FAQ

How does Liteset differ from Apache Superset?

Liteset is an async port of Apache Superset 6.0.0, rewritten from Flask/WSGI onto Litestar/ASGI. Business logic and user-visible behaviour are identical — only the web-layer implementation differs. See the comparison page for the full breakdown.

Can I drop in Liteset on top of an existing Apache Superset install?

Yes. Liteset guarantees compatibility at the level of:

the metadata DB schema (same Alembic revisions),
the REST API (same routes, response shapes, field names),
Flask-signed session cookies and CSRF tokens,
the SPA frontend (frontend code is not modified),
Celery workers (used as-is).

Stop Apache Superset, start Liteset against the same database — users keep working without re-login.

Where do I find the testing report?

The full methodology, workloads and benchmark results live under Benchmarks.

How big of a dataset can Liteset handle?

Liteset can work with even gigantic databases! Liteset acts as a thin layer above your underlying databases or data engines, which do all the processing. Liteset simply visualizes the results of the query.

The key to achieving acceptable performance in Liteset is whether your database can execute queries and return results at a speed that is acceptable to your users. If you experience slow performance with Liteset, benchmark and tune your data warehouse.

What are the computing specifications required to run Liteset?

The specs of your Liteset installation depend on how many users you have and what their activity is, not on the size of your data. Superset admins in the community have reported 8GB RAM, 2vCPUs as adequate to run a moderately-sized instance; Liteset's async stack typically lowers the resident-memory floor versus a Gunicorn pre-fork model. To develop Liteset, e.g., compile code or build images, you may need more power.
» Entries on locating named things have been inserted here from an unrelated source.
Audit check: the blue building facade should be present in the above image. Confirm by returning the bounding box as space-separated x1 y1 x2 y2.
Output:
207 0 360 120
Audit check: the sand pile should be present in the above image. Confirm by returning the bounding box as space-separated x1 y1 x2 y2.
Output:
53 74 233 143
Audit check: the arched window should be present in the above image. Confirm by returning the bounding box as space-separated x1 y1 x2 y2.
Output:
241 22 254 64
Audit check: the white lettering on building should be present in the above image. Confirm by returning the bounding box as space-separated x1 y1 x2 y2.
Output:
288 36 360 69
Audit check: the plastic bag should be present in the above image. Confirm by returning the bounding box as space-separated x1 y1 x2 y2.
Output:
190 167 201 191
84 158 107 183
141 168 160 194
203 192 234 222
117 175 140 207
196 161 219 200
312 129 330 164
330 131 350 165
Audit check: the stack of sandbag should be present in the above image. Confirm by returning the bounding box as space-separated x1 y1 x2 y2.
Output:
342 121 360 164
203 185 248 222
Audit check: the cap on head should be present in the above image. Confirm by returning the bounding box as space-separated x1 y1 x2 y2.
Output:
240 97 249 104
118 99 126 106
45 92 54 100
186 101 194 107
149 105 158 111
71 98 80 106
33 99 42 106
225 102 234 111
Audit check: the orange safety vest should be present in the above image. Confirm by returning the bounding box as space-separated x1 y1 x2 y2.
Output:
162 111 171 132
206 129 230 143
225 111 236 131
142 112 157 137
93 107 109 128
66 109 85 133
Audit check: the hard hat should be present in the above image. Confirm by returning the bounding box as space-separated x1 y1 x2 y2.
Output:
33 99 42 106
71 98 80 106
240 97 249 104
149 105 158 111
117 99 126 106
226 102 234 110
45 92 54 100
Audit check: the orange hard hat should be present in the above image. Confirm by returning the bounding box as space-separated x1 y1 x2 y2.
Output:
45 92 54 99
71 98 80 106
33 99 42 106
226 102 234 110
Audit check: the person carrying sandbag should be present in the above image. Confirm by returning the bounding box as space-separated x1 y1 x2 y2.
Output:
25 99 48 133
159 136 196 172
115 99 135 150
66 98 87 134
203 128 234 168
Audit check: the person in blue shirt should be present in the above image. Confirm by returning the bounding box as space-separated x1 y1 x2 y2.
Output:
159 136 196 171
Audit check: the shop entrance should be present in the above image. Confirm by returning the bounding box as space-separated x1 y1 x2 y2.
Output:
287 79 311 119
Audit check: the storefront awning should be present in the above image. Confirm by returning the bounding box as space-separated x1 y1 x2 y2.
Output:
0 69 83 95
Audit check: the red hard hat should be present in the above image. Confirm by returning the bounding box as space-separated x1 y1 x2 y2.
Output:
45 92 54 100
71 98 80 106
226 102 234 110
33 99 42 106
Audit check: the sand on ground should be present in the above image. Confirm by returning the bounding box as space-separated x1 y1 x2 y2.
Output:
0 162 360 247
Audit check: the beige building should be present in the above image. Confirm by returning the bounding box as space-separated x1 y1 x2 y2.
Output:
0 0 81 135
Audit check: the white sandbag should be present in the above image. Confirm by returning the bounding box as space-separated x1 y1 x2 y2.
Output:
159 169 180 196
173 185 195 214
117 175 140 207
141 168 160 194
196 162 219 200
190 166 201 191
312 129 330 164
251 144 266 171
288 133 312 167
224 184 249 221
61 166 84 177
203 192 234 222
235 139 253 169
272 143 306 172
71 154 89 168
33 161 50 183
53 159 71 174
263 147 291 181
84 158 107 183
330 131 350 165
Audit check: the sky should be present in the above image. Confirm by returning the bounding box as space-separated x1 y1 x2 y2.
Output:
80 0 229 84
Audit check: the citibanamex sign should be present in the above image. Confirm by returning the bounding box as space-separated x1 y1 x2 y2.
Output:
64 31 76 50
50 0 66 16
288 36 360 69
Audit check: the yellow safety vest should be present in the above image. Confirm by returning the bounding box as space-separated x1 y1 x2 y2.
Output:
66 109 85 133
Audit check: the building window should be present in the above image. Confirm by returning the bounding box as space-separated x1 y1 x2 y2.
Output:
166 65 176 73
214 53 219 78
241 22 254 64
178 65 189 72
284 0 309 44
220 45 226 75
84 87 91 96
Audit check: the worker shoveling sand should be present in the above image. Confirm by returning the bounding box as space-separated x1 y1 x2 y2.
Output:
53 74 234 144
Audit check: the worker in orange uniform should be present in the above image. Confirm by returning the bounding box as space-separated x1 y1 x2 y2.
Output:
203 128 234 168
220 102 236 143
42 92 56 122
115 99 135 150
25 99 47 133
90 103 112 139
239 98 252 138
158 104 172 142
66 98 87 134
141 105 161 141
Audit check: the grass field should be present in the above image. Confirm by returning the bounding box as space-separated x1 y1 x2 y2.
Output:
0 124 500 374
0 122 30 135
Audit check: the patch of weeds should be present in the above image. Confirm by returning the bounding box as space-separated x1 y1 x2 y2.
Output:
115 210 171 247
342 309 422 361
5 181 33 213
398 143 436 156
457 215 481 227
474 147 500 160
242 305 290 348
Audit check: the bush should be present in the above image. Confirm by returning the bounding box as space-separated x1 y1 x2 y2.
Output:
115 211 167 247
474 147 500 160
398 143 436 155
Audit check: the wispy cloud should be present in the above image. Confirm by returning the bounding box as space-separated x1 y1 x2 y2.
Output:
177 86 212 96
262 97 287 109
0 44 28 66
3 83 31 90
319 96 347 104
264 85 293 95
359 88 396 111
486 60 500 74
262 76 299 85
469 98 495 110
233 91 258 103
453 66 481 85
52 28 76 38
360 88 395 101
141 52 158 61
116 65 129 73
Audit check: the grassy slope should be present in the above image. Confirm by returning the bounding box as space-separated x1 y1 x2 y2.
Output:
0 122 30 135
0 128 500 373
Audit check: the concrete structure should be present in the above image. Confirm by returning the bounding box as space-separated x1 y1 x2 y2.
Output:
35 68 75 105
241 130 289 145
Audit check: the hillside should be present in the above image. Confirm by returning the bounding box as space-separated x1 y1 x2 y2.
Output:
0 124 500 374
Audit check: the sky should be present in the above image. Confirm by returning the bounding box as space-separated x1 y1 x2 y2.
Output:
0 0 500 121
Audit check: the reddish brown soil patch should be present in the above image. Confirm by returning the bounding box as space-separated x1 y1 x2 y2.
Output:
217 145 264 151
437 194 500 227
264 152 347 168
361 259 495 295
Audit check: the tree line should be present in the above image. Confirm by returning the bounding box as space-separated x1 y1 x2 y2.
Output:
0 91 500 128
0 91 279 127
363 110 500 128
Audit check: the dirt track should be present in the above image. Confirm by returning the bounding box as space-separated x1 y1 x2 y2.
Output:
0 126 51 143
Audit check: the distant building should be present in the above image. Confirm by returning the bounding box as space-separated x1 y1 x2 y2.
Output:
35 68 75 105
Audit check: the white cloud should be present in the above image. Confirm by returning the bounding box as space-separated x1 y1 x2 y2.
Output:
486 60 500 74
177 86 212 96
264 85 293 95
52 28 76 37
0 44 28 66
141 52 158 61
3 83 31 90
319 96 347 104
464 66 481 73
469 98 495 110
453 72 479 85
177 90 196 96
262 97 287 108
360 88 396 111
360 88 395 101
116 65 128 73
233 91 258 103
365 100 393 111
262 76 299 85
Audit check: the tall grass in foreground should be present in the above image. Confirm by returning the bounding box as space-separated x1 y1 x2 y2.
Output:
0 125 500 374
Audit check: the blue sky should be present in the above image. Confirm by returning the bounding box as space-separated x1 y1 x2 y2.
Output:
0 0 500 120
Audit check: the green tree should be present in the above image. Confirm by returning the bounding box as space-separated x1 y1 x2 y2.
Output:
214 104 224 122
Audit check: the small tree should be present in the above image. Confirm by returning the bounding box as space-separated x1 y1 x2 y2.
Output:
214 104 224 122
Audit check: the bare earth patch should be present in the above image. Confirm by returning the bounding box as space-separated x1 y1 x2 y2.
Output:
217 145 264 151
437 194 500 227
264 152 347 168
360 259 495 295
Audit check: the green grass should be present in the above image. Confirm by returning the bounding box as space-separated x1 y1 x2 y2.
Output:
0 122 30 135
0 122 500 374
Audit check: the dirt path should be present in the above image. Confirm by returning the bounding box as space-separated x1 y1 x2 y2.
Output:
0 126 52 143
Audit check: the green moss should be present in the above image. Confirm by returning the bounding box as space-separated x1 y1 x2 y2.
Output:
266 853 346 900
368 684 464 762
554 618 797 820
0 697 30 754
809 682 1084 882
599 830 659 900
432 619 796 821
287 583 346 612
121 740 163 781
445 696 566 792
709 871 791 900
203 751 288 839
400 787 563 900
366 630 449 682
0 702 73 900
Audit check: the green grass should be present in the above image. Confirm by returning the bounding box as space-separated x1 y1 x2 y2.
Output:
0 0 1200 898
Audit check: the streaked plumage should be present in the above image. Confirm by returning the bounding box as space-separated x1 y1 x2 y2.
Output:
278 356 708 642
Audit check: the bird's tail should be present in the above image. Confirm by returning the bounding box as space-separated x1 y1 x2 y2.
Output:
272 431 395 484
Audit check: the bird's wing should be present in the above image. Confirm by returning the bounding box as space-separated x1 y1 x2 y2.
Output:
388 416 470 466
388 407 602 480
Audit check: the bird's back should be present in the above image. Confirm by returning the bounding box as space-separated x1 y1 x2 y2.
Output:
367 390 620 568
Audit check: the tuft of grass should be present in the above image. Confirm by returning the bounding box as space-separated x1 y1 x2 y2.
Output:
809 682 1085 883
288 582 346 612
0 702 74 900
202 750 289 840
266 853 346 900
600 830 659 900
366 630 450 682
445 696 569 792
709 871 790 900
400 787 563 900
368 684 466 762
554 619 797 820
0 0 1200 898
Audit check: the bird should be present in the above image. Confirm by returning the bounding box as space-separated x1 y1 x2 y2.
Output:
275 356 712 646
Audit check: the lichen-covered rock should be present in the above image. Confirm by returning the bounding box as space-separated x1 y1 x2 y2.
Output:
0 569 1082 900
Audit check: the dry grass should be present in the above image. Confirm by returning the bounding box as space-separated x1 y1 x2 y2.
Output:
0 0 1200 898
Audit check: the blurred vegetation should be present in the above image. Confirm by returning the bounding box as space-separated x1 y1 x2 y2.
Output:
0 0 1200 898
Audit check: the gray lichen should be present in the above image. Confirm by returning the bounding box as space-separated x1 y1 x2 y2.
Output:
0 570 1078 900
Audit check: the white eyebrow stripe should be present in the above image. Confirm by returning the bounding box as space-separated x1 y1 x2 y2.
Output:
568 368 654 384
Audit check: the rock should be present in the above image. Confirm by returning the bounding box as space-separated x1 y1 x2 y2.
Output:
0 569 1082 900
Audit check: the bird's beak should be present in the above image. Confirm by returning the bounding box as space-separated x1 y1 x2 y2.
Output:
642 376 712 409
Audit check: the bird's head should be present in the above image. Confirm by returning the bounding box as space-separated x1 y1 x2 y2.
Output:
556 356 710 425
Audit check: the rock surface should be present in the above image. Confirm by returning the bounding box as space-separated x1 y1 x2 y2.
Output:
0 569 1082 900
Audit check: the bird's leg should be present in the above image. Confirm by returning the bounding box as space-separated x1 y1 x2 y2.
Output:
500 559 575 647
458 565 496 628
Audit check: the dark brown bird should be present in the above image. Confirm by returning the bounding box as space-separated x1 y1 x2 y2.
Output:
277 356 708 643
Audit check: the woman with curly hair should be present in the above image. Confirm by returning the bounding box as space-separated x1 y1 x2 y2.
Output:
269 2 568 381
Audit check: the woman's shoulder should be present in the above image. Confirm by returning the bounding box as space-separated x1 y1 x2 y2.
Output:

Monitor your resource usage and increase or decrease as needed. Note that Liteset usage has a tendency to occur in spikes, e.g., if everyone in a meeting loads the same dashboard at once.

Liteset's application metadata does not require a very large database to store it, though the log file grows over time.

Can I join / query multiple tables at one time?

Not in the Explore or Visualization UI. A Liteset SQLAlchemy datasource can only be a single table or a view.

When working with tables, the solution would be to create a table that contains all the fields needed for your analysis, most likely through some scheduled batch process.

A view is a simple logical layer that abstracts an arbitrary SQL queries as a virtual table. This can allow you to join and union multiple tables and to apply some transformation using arbitrary SQL expressions. The limitation there is your database performance, as Liteset effectively will run a query on top of your query (view). A good practice may be to limit yourself to joining your main large table to one or many small tables only, and avoid using GROUP BY where possible as Liteset will do its own GROUP BY and doing the work twice might slow down performance.

Whether you use a table or a view, performance depends on how fast your database can deliver the result to users interacting with Liteset.

However, if you are using SQL Lab, there is no such limitation. You can write SQL queries to join multiple tables as long as your database account has access to the tables.

How do I create my own visualization?

We recommend reading the instructions in Creating Visualization Plugins.

Can I upload and visualize CSV data?

Absolutely! Read the instructions here to learn how to enable and use CSV upload.

Why are my queries timing out?

There are many possible causes for why a long-running query might time out.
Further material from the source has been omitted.